Approximate nutrition per serving: 557kcal / 38.1g fat / 22.2g saturated fat / 31.8g total carbs / 11.8g fibre / 20g net carbs / 26.2g protein


  • 125g Brussels sprouts, finely sliced
  • 50g broccoli, finely chopped
  • 2 or 3 organic free range eggs
  • 1.5 tablespoons extra virgin coconut oil
  • 1 garlic clove, crushed
  • 1 teaspoon fennel seeds
  • 1 teaspoon cumin, whole or ground
  • 1 teaspoon turmeric, ground
  • 1 small piece of fresh turmeric, about 10g
  • 1 piece of fresh ginger, about 30g
  • Sea salt
  • Handful of fresh coriander


  1. Steam the broccoli and Brussels sprouts for about 5 minutes, or until tender.
  2. In a frying pan, melt 1 tablespoon of the coconut oil on a low heat, then turn off the heat. Transfer the broccoli and Brussels sprouts from the steamer to the frying pan.
  3. Grate or finely chop the fresh turmeric and ginger. Add to the pan along with the spices, fennel seeds, and crushed garlic. Mix together so that all the vegetables are coated with the spices.
  4. Turn the heat back on to a low temperature. Spread the curried vegetables towards the outside of the pan, leaving a well in the middle.
  5. Melt the remaining 0.5 tablespoon coconut oil in the well.
  6. Crack the eggs into the well.
  7. Cover with a lid and turn the temperature up to a medium heat.
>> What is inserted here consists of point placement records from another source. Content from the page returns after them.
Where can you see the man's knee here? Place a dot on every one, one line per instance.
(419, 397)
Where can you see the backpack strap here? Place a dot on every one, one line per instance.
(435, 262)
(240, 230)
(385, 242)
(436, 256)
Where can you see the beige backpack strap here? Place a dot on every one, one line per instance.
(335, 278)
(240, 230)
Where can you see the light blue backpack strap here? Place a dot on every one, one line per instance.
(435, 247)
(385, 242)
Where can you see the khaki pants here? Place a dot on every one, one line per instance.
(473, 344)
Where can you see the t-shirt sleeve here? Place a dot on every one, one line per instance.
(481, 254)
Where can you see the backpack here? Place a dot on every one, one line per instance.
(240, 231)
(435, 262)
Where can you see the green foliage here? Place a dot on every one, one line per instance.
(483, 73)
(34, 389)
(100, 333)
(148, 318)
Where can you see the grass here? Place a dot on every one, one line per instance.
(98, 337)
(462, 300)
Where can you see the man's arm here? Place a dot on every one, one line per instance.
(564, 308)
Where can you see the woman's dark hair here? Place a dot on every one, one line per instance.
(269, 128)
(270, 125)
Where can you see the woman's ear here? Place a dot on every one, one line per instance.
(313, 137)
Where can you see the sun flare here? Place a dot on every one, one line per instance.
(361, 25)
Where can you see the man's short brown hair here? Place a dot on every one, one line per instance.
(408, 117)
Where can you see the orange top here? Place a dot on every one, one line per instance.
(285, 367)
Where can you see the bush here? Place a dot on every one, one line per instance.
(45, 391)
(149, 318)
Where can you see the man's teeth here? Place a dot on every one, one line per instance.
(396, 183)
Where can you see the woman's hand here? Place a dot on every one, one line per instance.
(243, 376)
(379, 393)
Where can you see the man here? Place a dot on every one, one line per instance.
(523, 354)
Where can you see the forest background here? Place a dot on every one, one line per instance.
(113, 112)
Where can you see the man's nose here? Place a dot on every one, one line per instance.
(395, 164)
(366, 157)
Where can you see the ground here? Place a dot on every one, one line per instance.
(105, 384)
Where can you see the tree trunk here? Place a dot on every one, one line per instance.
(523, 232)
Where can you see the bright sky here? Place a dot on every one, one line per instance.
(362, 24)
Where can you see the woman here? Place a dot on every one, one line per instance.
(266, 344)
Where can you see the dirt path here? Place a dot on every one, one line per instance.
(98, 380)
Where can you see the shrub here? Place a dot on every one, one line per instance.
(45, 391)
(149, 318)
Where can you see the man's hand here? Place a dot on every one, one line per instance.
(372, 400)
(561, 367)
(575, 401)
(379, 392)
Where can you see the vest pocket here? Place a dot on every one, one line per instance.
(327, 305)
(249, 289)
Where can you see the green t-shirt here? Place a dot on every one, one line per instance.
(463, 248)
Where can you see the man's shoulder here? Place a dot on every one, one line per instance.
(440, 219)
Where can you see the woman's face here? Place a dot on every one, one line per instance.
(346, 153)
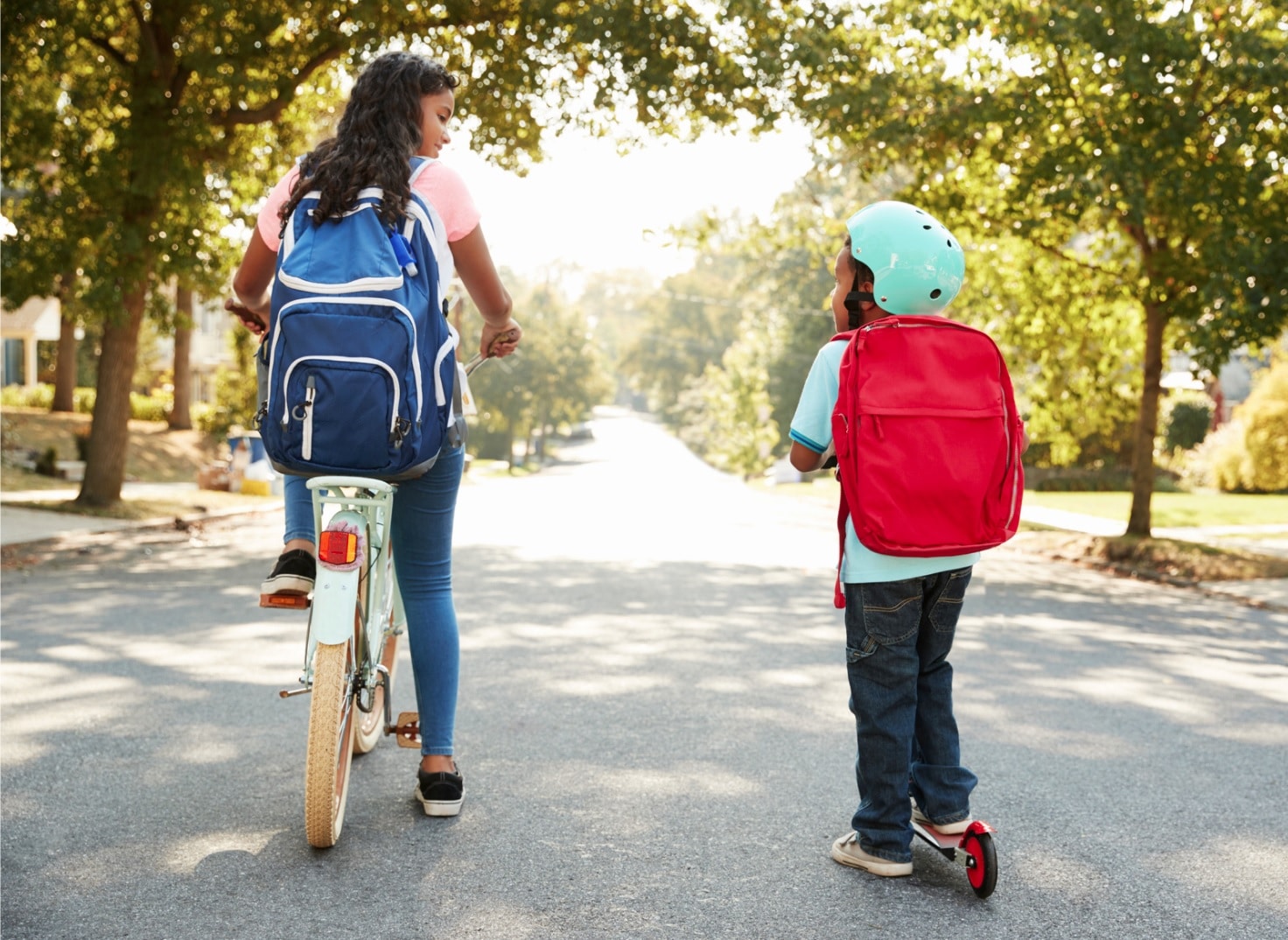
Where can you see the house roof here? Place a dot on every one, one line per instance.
(38, 317)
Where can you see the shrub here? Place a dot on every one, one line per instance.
(46, 464)
(1187, 424)
(150, 407)
(1265, 440)
(1249, 455)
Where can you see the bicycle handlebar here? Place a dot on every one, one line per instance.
(508, 336)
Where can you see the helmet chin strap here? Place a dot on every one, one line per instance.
(854, 300)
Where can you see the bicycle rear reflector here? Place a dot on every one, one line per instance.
(338, 548)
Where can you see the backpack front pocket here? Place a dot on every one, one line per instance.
(341, 411)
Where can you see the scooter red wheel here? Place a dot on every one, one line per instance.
(982, 872)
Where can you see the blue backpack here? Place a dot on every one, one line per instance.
(360, 357)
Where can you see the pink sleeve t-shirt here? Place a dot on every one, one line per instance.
(441, 186)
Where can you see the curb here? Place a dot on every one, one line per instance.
(1122, 571)
(14, 554)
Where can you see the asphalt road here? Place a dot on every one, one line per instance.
(654, 730)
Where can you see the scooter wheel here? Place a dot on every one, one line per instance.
(983, 871)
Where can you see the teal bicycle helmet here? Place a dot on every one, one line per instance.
(917, 265)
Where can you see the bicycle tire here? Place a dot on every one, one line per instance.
(330, 748)
(371, 726)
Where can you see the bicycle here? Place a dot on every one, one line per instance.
(351, 648)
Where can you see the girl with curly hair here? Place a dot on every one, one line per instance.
(401, 107)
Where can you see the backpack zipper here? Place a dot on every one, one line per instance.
(378, 302)
(310, 393)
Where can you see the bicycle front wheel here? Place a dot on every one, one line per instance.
(330, 749)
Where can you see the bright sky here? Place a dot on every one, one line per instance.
(586, 205)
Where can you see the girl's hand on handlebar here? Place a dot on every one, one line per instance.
(250, 319)
(500, 341)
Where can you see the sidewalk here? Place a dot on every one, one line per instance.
(19, 524)
(1268, 592)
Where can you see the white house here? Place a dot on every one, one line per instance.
(38, 319)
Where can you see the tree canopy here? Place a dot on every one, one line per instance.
(1138, 144)
(136, 131)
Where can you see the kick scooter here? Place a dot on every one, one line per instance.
(971, 849)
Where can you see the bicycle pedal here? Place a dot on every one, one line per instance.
(291, 601)
(407, 730)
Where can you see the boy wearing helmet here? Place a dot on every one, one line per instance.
(900, 612)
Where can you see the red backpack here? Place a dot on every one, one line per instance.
(928, 439)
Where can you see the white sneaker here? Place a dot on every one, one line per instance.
(848, 852)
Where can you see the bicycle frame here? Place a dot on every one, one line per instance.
(368, 585)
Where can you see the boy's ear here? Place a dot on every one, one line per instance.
(859, 295)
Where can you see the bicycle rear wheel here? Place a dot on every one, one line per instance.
(330, 749)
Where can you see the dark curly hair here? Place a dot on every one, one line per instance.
(378, 136)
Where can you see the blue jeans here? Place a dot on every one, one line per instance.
(898, 635)
(424, 510)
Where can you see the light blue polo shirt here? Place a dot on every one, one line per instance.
(812, 426)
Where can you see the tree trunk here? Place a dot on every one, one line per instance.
(180, 415)
(65, 369)
(1146, 424)
(109, 431)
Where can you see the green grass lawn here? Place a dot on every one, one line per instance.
(1173, 510)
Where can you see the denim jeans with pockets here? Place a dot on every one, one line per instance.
(898, 635)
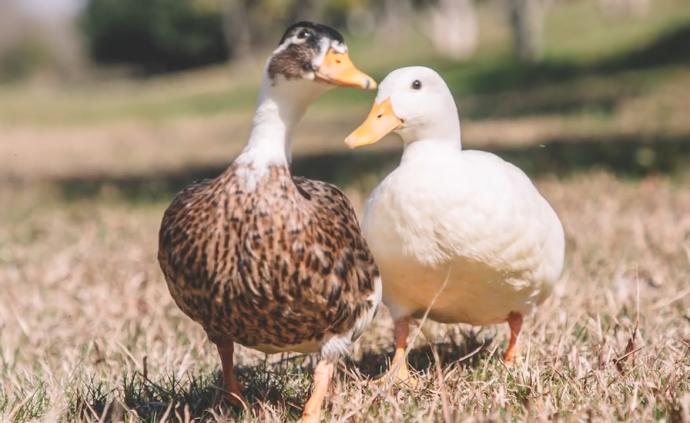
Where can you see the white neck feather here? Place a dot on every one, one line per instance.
(430, 149)
(280, 107)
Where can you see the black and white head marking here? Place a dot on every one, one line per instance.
(302, 50)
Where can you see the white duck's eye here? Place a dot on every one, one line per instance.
(304, 34)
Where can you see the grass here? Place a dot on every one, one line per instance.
(88, 331)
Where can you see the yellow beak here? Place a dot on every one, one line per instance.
(380, 122)
(337, 69)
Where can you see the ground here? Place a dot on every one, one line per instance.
(89, 331)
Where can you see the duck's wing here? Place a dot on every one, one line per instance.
(496, 215)
(334, 235)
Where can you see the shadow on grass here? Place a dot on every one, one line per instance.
(625, 156)
(284, 385)
(467, 351)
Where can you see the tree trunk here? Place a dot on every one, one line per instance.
(454, 28)
(236, 27)
(526, 23)
(395, 20)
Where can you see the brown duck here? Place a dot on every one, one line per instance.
(271, 261)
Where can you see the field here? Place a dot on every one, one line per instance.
(89, 332)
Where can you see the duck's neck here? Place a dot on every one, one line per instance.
(430, 149)
(280, 107)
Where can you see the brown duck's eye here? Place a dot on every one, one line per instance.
(304, 34)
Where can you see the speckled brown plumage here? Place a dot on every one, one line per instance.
(280, 265)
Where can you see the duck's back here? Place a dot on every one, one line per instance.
(475, 214)
(278, 264)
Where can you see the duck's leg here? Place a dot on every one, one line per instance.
(322, 380)
(515, 322)
(232, 385)
(399, 372)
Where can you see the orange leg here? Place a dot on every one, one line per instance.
(232, 386)
(515, 323)
(322, 380)
(399, 372)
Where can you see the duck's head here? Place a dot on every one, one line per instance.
(415, 103)
(314, 52)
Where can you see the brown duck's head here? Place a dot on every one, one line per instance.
(315, 52)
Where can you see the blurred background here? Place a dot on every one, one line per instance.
(137, 97)
(109, 107)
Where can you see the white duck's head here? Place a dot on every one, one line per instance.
(415, 103)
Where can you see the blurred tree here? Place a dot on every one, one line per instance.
(38, 45)
(154, 35)
(453, 28)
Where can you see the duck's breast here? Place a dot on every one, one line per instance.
(475, 221)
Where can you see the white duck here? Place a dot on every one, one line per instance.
(460, 233)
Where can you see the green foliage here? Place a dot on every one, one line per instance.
(154, 35)
(23, 59)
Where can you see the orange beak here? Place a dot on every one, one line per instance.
(338, 69)
(380, 122)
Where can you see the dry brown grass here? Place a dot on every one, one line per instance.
(87, 328)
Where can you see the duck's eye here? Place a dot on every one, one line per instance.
(303, 34)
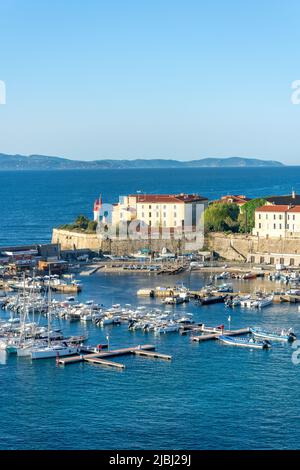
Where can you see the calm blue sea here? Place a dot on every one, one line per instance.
(210, 396)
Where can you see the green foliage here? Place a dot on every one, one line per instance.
(221, 217)
(246, 218)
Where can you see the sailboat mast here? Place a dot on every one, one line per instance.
(49, 307)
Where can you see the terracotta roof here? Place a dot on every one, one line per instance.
(270, 208)
(167, 198)
(294, 209)
(279, 208)
(235, 198)
(286, 199)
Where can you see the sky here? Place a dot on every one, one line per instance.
(131, 79)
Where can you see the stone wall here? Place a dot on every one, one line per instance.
(238, 246)
(75, 241)
(231, 247)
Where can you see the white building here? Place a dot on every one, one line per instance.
(160, 210)
(277, 221)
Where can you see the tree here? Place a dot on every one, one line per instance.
(246, 218)
(221, 217)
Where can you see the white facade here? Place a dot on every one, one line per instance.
(277, 221)
(159, 211)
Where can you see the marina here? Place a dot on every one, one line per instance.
(204, 384)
  8. Cook for roughly 3-4 minutes for solid egg whites with runny yolks, or alter the cooking time to your personal preference.
  9. Remove the pan from the heat. Roughly chop the fresh coriander and sprinkle over the dish along with a pinch of sea salt.
  10. Transfer to a plate or eat straight from the pan like I do!